RESERVOIR SERVICING: Once the reservoir empties on its own, do not refill the reservoir right away. Similar to how humans need a breath of air between gulps of water, most plants require a drying out period. Allow for the reservoir to empty all the way between watering. All plants are different in their needs so the amount of time the reservoir sits empty will need to be determined, but know that for most plants this period is between 1-3 days.
From here on out, you should rarely topwater the plant while using the reservoir system. Watering from below allows the plant to drink at its own pace, and can help combat certain issues like fungus gnats by allowing the top layer of soil to dry out more. Please note that if your plant's soil dries out too much, it can impair the wicking ability of the Aeration Stones in your planter. If your soil becomes too dry, we recommend giving it a thorough watering.
For more information on our Self Watering Planters include planting instructions, visit our blog post on How to Use Our Self-Watering Pots.
Aeration Stones promote healthy root growth by creating air pockets in the soil and absorbing excess water in the basin of your planter.
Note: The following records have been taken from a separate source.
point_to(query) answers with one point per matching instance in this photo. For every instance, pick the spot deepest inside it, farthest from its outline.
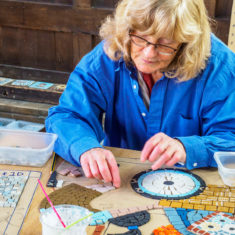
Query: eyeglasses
(161, 49)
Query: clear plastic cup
(51, 225)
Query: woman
(165, 84)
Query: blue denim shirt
(199, 112)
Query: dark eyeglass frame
(150, 43)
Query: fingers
(101, 164)
(114, 171)
(149, 146)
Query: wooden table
(113, 200)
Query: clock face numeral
(167, 183)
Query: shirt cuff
(196, 152)
(83, 145)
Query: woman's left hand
(163, 150)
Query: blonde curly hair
(185, 21)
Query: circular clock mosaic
(168, 183)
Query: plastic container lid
(28, 148)
(226, 166)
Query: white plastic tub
(226, 166)
(28, 148)
(24, 125)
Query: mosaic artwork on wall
(215, 223)
(213, 198)
(167, 183)
(131, 221)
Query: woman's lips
(149, 61)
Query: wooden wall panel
(10, 44)
(64, 51)
(46, 55)
(28, 48)
(53, 35)
(223, 8)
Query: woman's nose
(150, 51)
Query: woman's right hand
(100, 163)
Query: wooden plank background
(43, 40)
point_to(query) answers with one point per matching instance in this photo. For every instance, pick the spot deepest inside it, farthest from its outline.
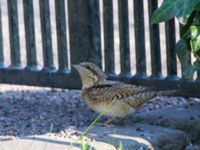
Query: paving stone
(186, 118)
(136, 137)
(141, 136)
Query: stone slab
(138, 136)
(185, 118)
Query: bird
(120, 99)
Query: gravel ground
(28, 110)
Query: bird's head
(90, 74)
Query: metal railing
(85, 42)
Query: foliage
(188, 14)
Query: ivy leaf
(198, 6)
(197, 65)
(183, 55)
(170, 8)
(195, 40)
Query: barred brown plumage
(98, 92)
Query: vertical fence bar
(30, 34)
(154, 41)
(170, 46)
(61, 34)
(14, 33)
(108, 36)
(46, 34)
(124, 36)
(84, 31)
(139, 38)
(95, 37)
(1, 41)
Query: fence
(91, 38)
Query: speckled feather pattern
(98, 92)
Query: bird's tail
(167, 93)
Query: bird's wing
(113, 91)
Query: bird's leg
(109, 121)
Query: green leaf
(195, 40)
(196, 65)
(198, 6)
(183, 55)
(170, 8)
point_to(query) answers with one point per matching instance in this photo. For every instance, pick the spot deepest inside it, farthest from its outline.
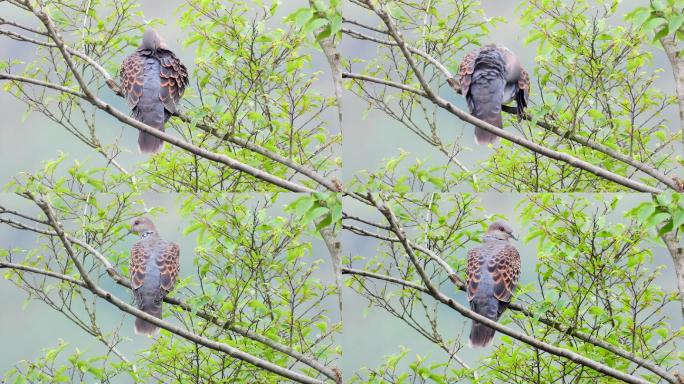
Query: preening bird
(489, 77)
(154, 270)
(492, 274)
(153, 81)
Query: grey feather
(149, 109)
(491, 78)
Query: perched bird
(492, 274)
(489, 77)
(153, 80)
(154, 269)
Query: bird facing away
(489, 77)
(492, 274)
(154, 269)
(153, 80)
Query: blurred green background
(28, 139)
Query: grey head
(152, 40)
(143, 224)
(500, 230)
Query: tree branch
(120, 280)
(430, 94)
(89, 284)
(439, 296)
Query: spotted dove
(492, 274)
(154, 270)
(153, 80)
(489, 77)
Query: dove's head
(152, 40)
(142, 224)
(500, 230)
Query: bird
(153, 81)
(154, 268)
(489, 77)
(492, 270)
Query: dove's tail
(143, 327)
(480, 334)
(484, 102)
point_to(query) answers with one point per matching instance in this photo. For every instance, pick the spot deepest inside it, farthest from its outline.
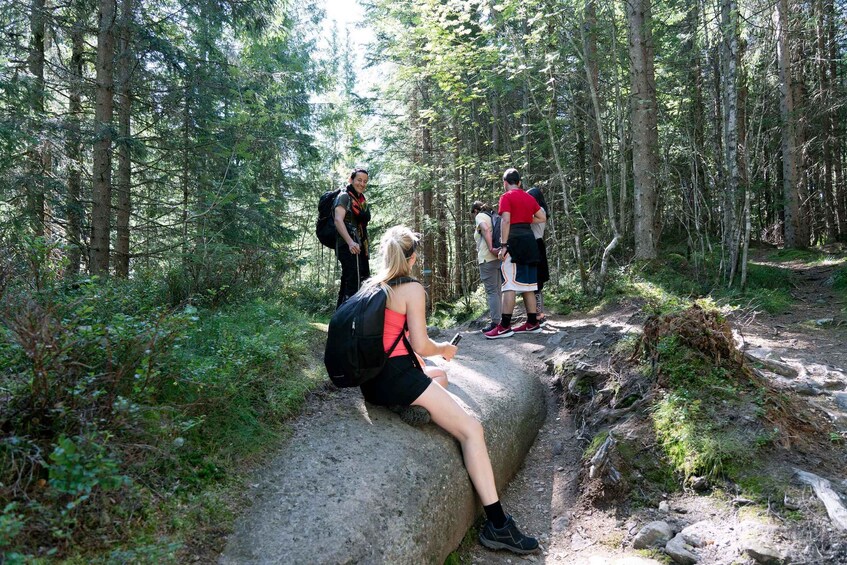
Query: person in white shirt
(489, 263)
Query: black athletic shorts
(399, 383)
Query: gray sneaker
(508, 537)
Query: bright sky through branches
(349, 15)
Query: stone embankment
(357, 485)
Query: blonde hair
(395, 249)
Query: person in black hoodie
(351, 243)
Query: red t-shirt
(520, 205)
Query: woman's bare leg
(450, 416)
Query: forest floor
(553, 498)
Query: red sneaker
(498, 332)
(527, 328)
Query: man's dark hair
(512, 176)
(479, 206)
(356, 172)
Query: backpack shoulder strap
(402, 280)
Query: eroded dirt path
(545, 497)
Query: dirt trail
(545, 496)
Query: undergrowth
(712, 416)
(127, 424)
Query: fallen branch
(831, 500)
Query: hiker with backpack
(486, 256)
(402, 381)
(350, 217)
(519, 255)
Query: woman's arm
(414, 296)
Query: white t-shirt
(538, 229)
(483, 254)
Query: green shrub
(113, 396)
(696, 417)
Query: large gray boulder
(357, 485)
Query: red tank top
(394, 322)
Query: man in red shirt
(519, 255)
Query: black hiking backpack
(325, 226)
(496, 220)
(354, 352)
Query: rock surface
(357, 485)
(654, 534)
(678, 551)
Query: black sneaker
(508, 537)
(413, 415)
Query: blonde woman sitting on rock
(403, 383)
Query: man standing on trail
(519, 255)
(489, 263)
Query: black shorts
(399, 383)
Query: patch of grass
(839, 282)
(448, 315)
(696, 418)
(768, 289)
(626, 345)
(656, 474)
(757, 484)
(595, 444)
(470, 540)
(810, 256)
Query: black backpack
(325, 226)
(354, 352)
(495, 229)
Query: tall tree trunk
(826, 98)
(589, 45)
(428, 215)
(73, 145)
(696, 113)
(796, 45)
(645, 133)
(729, 56)
(35, 188)
(592, 77)
(620, 118)
(124, 180)
(102, 169)
(838, 127)
(458, 286)
(790, 151)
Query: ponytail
(395, 248)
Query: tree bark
(838, 128)
(790, 156)
(124, 180)
(826, 98)
(729, 25)
(102, 166)
(73, 147)
(592, 77)
(645, 134)
(36, 186)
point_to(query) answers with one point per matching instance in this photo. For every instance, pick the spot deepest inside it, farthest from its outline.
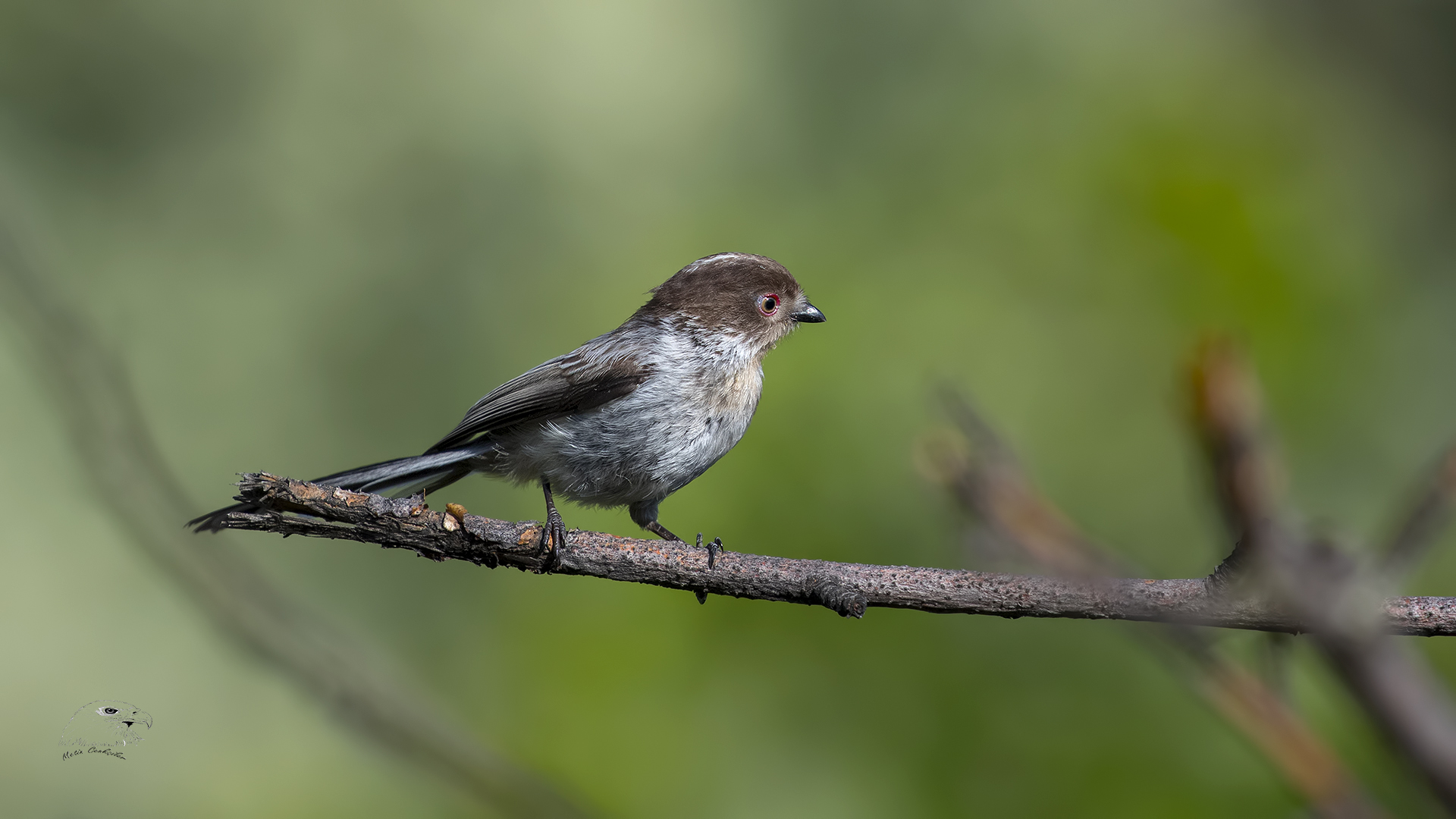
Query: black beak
(808, 315)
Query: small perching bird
(104, 723)
(628, 417)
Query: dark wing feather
(561, 387)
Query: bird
(104, 723)
(626, 419)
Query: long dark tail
(400, 475)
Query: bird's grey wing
(576, 382)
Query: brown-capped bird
(628, 417)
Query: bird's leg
(554, 534)
(714, 547)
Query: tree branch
(990, 485)
(96, 407)
(1329, 591)
(845, 588)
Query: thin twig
(992, 487)
(845, 588)
(95, 403)
(1424, 521)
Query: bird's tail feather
(398, 477)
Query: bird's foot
(554, 537)
(715, 547)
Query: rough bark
(845, 588)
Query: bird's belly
(642, 447)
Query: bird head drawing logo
(105, 723)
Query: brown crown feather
(723, 292)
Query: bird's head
(740, 293)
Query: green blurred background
(316, 232)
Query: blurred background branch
(91, 392)
(990, 487)
(1329, 588)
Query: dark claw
(554, 537)
(717, 545)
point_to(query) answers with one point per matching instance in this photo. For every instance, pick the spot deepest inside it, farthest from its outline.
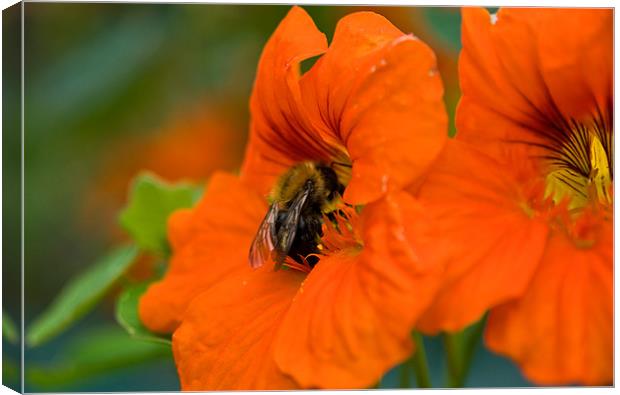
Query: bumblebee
(293, 224)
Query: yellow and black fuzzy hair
(293, 181)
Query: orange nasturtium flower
(525, 192)
(372, 101)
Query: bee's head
(320, 179)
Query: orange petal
(561, 330)
(226, 339)
(281, 133)
(352, 318)
(546, 65)
(490, 61)
(377, 92)
(576, 58)
(209, 243)
(481, 213)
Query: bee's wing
(288, 228)
(263, 241)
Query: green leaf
(9, 329)
(127, 314)
(80, 295)
(151, 202)
(93, 352)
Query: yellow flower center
(581, 173)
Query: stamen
(580, 169)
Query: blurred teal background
(111, 89)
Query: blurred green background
(111, 89)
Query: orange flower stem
(460, 349)
(420, 366)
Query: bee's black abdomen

These porous clay stones are a natural, efficient and invaluable material to set your plant up for success. We always suggest using these when working with a planter without drainage holes.
We've tried countless pruners over the years, and none surpass the ARS. Our team uses these pruners daily for all manor of indoor and outdoor plant work and we'll never go back to another brand.
Neem Oil is an all purpose insecticide, miticide, and fungicide used for organic gardening. It's systemic, which means the plant will absorb the neem oil into its circulatory system and poison pests from within. Be careful not to overuse, as this can weaken plants and cause discoloration.
Plants do poorly without air to the roots. Overwatering causes the air to be pushed out of the soil, compacting the soil around the waterlogged roots of the plant. Using the Soil Probe aerates the soil as it checks for moisture.
Watering cans come in all shapes and sizes, and the perfect one for your home is the one you're happiest living with. Look for long spouts and a container volume that's appropriate for your plant collection.
Fox Farm Ocean Forest contains all the features we look for when aiming to ensure the long term health of a plant: excellent water retention, breathability, texture, and is made from organic materials.
10-4-3 fertilizer is a great, gentle choice for indoor foliage. Simply mix this in to your watering can using the supplied directions every other week. Ensure that your plant is receiving a good amount of light, otherwise it won't have the energy to process the nutrients and burnt tips may occur on the foliage.